Then comes the hard part. One sits in a lousy hotel room in a part of town where most people look Turkish, Arab or African. One tries to read but the mind keeps wandering off towards the Sportscentrum a couple of miles away. Who has entered and where are they from? Are the menacing-looking Russkies as good as advertised? What about the shaven-headed Jap that beat me last time? And those tough, tough Germans, are they back? The answer to such questions turns out to be yes. This was the toughest and deepest field ever.
What bothers me at times about sportswriting is that no matter how knowledgable the hack might be, no one — and I mean no one — knows what it’s really like until they’re on the mat facing the foe with an uninterested ref in the middle trying to act official. There is no goalkeeper behind you, no defenceman, no attacker up front. Only you and that beastly looking subhuman across from you. Do that for 50 years or so, mano a mano every time, and then pick up the quill and write about it.
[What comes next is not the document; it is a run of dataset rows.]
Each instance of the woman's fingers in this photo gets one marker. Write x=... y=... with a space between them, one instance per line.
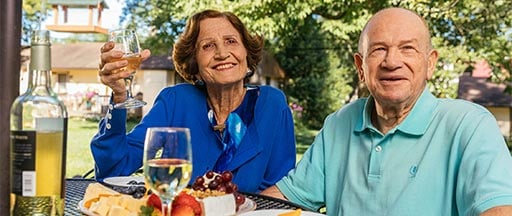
x=145 y=54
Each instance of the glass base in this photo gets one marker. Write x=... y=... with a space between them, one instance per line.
x=130 y=103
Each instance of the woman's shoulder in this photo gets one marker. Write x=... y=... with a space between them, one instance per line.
x=270 y=91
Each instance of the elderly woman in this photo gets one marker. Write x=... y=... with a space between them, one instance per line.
x=247 y=130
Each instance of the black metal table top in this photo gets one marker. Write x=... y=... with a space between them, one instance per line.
x=75 y=190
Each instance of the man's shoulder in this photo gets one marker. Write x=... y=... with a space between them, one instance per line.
x=460 y=106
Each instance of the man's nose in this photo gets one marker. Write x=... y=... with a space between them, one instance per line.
x=393 y=59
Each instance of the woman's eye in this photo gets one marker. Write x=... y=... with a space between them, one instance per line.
x=208 y=46
x=231 y=41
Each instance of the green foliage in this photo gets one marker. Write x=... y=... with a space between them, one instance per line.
x=314 y=40
x=32 y=17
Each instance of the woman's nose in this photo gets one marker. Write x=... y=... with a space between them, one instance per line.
x=221 y=52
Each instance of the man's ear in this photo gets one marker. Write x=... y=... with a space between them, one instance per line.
x=358 y=62
x=432 y=62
But watching from the sidelines you do not really know. You think you do, but you know squat.
Well, I’d better let this one go. The polite way of putting it is that fighting in judo, karate or boxing tournaments is character-building. It tests one’s strength, but more so one’s character. Judo is one of the most tiring sports around. You’re at it non-stop and always full out, no coasting or resting in between attacks. One’s at the limit almost from the start and the temptation to quit is ever-present. And the latter is very easy to do. You try a complicated throw, it doesn’t work, and your problems are over. No, you gotta stay in the trenches, grunt it out, fight for every inch in a war of attrition.
There are no poseurs in martial arts competitions. There is also no room for self-pitying, inadequate, spoilt little rich boys or girls. I know a few rich men who practise martial arts, but all they’re doing is fooling themselves. Unless one competes one is not a martial artist. Punto, basta, as they say in the land of pasta. Taking private lessons, or even a class, does not begin to tell the real story. One has to lay it on the line. The irony is that nasty, violent thugs are too cowardly to fight on an equal level. They simply haven’t got the bottle, unless drunk, or five against one, and with a shiv in their hand to boot. Hence the peaceful demeanour of most tough guy judokas or karatekas.
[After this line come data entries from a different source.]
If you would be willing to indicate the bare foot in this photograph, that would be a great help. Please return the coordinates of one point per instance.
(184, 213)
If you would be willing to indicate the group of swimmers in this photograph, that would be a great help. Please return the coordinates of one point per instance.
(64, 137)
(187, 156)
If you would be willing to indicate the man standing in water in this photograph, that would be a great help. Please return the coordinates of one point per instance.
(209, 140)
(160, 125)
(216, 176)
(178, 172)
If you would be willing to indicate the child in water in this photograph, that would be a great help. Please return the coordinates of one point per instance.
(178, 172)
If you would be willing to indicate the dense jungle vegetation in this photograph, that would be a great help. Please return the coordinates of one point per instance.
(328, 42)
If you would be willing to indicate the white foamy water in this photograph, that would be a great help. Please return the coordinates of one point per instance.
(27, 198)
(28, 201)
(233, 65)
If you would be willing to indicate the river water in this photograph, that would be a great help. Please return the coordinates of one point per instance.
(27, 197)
The other thing I noticed was that the oligarchs are not the only pigs around. Athletes from the old Soviet Union stick out on account of their dour looks and absolute lack of any charm or good manners. Most of them grunt in place of speech. They remind me of Lord Sugar and Philip Green, only slightly better-looking. Lady Bracknell would be appalled. Except, of course, for the Poles. They smile and are polite and are the best people of Europe, according to the great anthropologist Taki.
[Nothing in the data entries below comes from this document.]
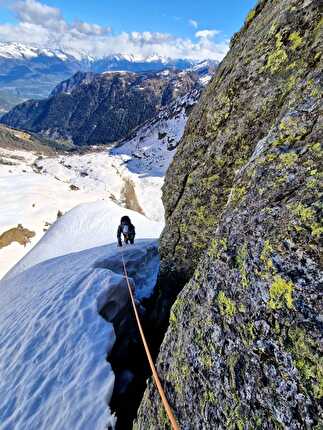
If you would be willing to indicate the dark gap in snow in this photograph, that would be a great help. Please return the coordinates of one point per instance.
(127, 358)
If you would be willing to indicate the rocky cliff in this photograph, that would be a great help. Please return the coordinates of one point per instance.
(244, 345)
(91, 109)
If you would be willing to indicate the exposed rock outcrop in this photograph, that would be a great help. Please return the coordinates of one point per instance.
(244, 346)
(92, 109)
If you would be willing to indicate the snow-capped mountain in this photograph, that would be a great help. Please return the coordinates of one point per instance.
(94, 109)
(28, 72)
(43, 183)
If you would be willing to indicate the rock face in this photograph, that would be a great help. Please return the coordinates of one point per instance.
(96, 109)
(244, 345)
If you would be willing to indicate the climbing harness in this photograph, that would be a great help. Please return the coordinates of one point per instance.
(167, 407)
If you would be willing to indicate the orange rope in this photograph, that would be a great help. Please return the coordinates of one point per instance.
(167, 407)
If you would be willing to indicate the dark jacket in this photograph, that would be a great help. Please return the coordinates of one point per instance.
(130, 236)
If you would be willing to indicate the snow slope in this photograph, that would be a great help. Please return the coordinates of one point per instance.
(53, 344)
(34, 190)
(86, 226)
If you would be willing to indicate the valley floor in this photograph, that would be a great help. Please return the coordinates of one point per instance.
(36, 190)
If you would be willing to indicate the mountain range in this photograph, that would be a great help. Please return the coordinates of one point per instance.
(93, 109)
(28, 72)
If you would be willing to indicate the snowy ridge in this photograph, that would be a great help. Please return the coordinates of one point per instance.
(54, 344)
(36, 189)
(20, 51)
(16, 50)
(153, 145)
(85, 226)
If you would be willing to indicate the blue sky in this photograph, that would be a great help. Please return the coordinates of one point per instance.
(140, 27)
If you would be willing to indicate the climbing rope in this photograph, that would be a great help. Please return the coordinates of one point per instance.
(167, 407)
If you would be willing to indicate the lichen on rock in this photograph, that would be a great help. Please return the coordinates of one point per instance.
(244, 347)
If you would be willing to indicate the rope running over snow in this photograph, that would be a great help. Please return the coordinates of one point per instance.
(167, 407)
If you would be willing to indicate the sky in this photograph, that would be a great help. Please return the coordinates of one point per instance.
(172, 28)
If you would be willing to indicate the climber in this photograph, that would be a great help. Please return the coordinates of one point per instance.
(127, 229)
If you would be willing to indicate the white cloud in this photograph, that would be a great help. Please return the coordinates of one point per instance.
(206, 34)
(43, 25)
(193, 23)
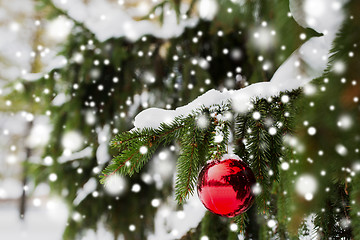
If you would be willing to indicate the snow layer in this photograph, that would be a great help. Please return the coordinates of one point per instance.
(290, 75)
So how did it go? you might ask. I don’t always keep my promises, but I had promised Speccie readers a medal and I got one. It was only a bronze, which makes me the third toughest 74-year-old in the world. I’m not one for excuses, but I fought the best I ever have, losing only in overtime and by decision. My coach Teimoc won gold and told me that he was never more proud to see me fight the way I did. Alas, as it was my last fight ever, I blubbed a bit on the podium, but no one saw it.